Client wanted to use something similar to AES and we researched a bit and found it is easy to use for the situation. Basically in AES the key that is used for to encrypt is used to decrypt and get the original text.

secret-key

However during execution when encryption and decryption methods are called, the following Java encryption key size limitation policy issue was occurred:

Error occurred when decrypting encrypted string with key: Illegal key size: possibly you need to install Java Cryptography Extension (JCE) Unlimited Strength Jurisdiction Policy Files for your JRE (RuntimeError)

 

As it turns out that the Cipher class will generally not allow encryption with a key size of more than 128 bits.
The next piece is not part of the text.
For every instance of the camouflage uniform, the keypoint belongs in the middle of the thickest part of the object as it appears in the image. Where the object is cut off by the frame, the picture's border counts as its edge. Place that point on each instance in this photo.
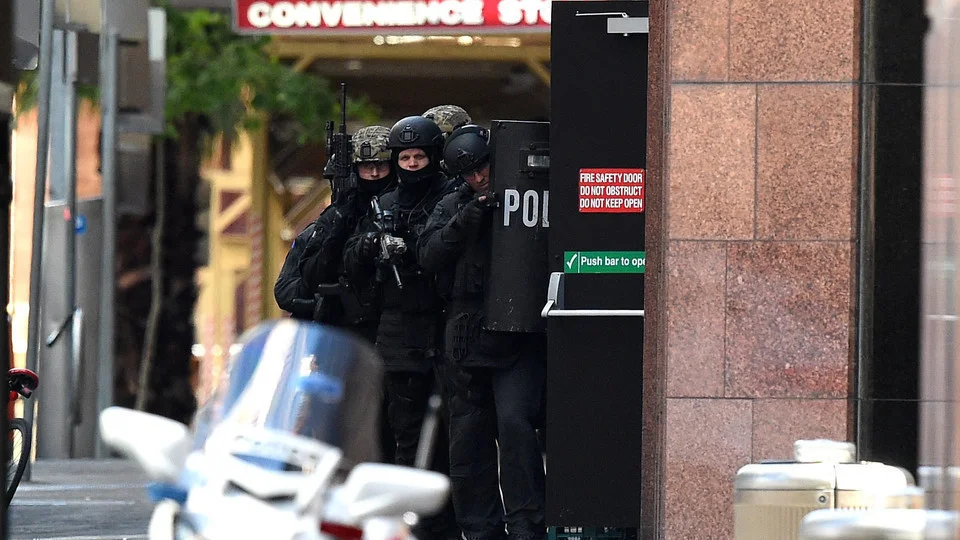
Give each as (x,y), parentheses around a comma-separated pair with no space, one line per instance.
(448,117)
The apparent reason behind this is that some countries (although increasingly fewer) have restrictions on the permitted key strength of imported encryption software.

Ref: http://www.javamex.com/tutorials/cryptography/unrestricted_policy_files.shtml

 

Basically this is a forced restriction set by Java and can easily be fixed and there are two different solutions for this issue as mentioned in https://github.com/jruby/jruby/wiki/UnlimitedStrengthCrypto.

 

Method 1 – Install the “Unlimited Strength” policy files from Oracle

In this approach it is required to install unlimited strength cryptography in the JVM, corresponding to Jenkins machine running java version:

http://www.oracle.com/technetwork/java/javase/downloads/jce-6-download-429243.html

http://www.oracle.com/technetwork/java/javase/downloads/jce-7-download-432124.html

http://www.oracle.com/technetwork/java/javase/downloads/jce8-download-2133166.html

After downloading the relevant zip file, the JAR files located in that should be replaced with the same JAR files found in “<java-home>/lib/security” . A detailed installation instruction should be also included in the zip file.

 

Method 2 – Disable the crypto restriction programmatically

There’s also a gem called ‘unlimited-strength-crypto’ that programmatically disables this limitation.

Ref: https://rubygems.org/gems/unlimited-strength-crypto

However as specified in the document (https://github.com/jruby/jruby/wiki/UnlimitedStrengthCrypto), this approach may apply to Java 7+ only.

 

As I see method 2 appears to be better as the situation is handled by a gem and easy to use. However as mentioned above, it is necessary to update the Java 7 or upper version.